The Ottomons urged him to convert to Islam.
He refused, though he knew doing so may have lessened his own suffering.
He was then tied to a chair and dropped into the sea from the highest mast in the Ottoman’s fleet of ships.
Finally, he was brought to the town square next to the church that was converted into a mosque and stripped naked. He was then skinned (flayed) alive by an Ottoman executioner. According to eyewitness accounts, the skinning started at his head. He was dead by the time they reached his waist. The executioner was careful to keep his skin intact, so they could use it for a macabre show to follow.
They stuffed his skin with straw, dressed it in his ceremonial military clothing, and paraded it through the streets. It was then sent as a gift to the Sultan in Constantinople.
His remains were stolen by a Venetian seaman nine years later and returned to Venice where they remain interred in the Church of St. John and St. Paul to this very day. His remains were treated as those of a returning hero.
Just two months later after his torture, the Catholic League’s fleet, determined to avenge the brutality shown to Bragadin and his men, defeated the Ottomans at Lepanto.
It is hard to imagine the torture and humiliation that Bragadin endured.
I am struck by his bravery in life and in death. Facing 10 to 1 odds, with no hope of reinforcement or assistance, Bragadin and his men held out for almost a year.

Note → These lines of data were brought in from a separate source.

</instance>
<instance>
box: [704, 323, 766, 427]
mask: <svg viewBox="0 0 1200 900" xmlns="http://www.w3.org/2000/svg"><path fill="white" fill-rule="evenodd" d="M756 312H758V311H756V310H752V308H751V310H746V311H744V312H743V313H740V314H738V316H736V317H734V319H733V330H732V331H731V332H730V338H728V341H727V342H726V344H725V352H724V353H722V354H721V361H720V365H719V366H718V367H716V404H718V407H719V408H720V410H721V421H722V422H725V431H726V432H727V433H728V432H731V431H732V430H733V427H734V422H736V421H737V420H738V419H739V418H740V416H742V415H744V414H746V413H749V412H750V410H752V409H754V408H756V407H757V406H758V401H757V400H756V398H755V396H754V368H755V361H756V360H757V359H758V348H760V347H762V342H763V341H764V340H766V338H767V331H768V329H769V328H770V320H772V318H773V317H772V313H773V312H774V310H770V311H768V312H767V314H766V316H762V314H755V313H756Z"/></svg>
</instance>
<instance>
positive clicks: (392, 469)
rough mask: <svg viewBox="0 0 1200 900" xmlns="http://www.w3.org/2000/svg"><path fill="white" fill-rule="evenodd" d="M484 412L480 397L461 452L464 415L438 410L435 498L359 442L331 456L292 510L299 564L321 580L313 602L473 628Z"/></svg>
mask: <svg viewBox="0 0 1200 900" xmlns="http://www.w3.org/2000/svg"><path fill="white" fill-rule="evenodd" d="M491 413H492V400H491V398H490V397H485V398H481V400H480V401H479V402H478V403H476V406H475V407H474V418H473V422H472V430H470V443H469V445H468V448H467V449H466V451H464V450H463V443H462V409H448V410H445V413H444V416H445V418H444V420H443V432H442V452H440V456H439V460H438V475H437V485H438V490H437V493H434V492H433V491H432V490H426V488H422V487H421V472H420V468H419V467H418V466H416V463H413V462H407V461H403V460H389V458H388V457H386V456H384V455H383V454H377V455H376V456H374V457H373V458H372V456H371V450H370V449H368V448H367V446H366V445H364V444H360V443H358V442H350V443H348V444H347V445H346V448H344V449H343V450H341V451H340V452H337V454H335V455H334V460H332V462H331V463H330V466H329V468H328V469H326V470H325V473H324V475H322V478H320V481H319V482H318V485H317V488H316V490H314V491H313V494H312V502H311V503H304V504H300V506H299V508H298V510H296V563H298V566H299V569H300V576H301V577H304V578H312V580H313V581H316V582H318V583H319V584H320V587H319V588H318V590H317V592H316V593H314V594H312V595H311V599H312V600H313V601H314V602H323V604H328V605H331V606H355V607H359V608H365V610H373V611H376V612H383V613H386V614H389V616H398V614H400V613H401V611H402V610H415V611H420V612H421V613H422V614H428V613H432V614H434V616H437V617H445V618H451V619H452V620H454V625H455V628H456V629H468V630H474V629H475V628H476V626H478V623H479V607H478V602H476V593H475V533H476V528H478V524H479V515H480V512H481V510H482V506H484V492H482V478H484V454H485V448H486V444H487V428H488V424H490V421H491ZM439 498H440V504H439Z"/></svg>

As is true with any siege, however, provisions and ammunition ran low, and Bragadin had to make a choice, surrender and hope Mustafa spared their lives as was the usual practice at the time, or fight to the last man in an unwinnable and suicidal situation.

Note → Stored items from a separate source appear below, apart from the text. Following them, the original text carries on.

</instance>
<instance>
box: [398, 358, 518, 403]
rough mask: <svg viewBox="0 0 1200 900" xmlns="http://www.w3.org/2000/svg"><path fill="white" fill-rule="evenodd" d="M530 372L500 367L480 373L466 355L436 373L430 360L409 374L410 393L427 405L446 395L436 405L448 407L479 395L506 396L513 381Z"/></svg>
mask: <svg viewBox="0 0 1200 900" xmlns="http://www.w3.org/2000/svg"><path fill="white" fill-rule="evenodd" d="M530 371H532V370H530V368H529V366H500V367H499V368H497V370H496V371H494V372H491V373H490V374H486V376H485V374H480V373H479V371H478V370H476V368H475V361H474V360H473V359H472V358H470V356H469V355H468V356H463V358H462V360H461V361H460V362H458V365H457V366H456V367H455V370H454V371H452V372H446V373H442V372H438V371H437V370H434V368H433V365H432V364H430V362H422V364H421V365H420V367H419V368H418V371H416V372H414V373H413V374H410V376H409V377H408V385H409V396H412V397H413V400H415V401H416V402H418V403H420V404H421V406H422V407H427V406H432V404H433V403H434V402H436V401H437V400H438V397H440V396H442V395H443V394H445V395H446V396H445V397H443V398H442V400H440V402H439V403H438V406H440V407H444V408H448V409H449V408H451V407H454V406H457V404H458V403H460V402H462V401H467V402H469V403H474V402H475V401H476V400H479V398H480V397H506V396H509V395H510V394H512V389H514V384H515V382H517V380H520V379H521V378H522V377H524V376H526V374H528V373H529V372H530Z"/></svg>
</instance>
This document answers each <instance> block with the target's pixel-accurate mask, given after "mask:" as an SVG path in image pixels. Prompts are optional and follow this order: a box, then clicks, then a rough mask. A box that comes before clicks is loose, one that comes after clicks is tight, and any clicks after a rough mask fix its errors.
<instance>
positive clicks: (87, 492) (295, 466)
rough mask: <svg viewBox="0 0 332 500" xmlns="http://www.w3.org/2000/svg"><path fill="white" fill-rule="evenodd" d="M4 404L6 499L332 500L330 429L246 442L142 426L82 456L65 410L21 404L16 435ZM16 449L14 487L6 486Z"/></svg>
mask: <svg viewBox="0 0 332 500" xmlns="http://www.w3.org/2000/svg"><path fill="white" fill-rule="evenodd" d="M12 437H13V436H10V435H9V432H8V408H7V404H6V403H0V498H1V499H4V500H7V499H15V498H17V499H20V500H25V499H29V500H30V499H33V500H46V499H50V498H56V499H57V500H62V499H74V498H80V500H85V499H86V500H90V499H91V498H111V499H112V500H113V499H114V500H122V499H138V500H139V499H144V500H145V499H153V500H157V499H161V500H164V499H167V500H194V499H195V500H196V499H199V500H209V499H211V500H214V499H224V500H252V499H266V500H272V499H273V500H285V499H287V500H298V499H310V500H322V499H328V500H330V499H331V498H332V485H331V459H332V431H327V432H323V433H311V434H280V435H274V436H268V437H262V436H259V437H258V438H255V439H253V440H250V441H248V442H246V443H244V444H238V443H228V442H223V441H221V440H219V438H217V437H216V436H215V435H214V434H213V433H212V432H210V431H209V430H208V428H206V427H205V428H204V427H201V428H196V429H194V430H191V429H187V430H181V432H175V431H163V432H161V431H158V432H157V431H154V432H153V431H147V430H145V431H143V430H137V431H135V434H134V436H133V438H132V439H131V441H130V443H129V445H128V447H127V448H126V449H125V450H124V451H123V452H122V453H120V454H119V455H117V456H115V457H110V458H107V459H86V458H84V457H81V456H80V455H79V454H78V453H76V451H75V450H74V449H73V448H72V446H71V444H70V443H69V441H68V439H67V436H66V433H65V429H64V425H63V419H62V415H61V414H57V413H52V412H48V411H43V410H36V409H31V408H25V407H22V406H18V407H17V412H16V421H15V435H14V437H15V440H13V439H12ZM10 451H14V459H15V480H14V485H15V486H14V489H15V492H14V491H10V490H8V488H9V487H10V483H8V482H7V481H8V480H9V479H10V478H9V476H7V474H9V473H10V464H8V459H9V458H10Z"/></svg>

He chose to surrender, not knowing that Mustafa would fail to honor the terms reached.
In response to the demand to convert, Venetian chroniclers’ credit Bragadin with saying “I am a Christian and thus I want to live and die. I hope my soul will be saved. My body is yours. Torture it as you will.”
There’s no way to be certain of the veracity of this quote, though it does seem consistent with his character.
By all accounts, Bragadin, a middle-aged man at the time, faced a gruesome death bravely and honorably.
Jack Donovan in his seminal, The Way of Men, listed Strength, Courage, Mastery, and Honor, as the four tactical virtues of men.
As Donovan said, “Strength, Courage, Mastery, and Honor are the alpha virtues of men all over the world. They are the fundamental virtues of men because without them, no ‘higher’ virtues can be entertained.”
Bragadin, through his competent leadership defending Famagusta for almost a year against insurmountable odds, demonstrated these virtues for posterity and serves as an example of each, in his actions as a commander of men and also in the manner in which he faced his own torture and death.
Even in the midst of extreme torture, he refused to relieve any of that suffering by violating his beliefs and acceding to the demand to convert.
Bragadin is an example of a man we should emulate.
We live at a time in history when most shy away from any form of discomfort. Bragadin, on the other hand, bravely faced the worst kind of discomfort, torture, and death in the service of his country and his God. Duty and honor were not mere words for him but were the fully ingrained in his character, life, and spirit.
In a society that considers professional athletes heroes, we should look towards those long-forgotten, like Bragadin, who truly deserve the title.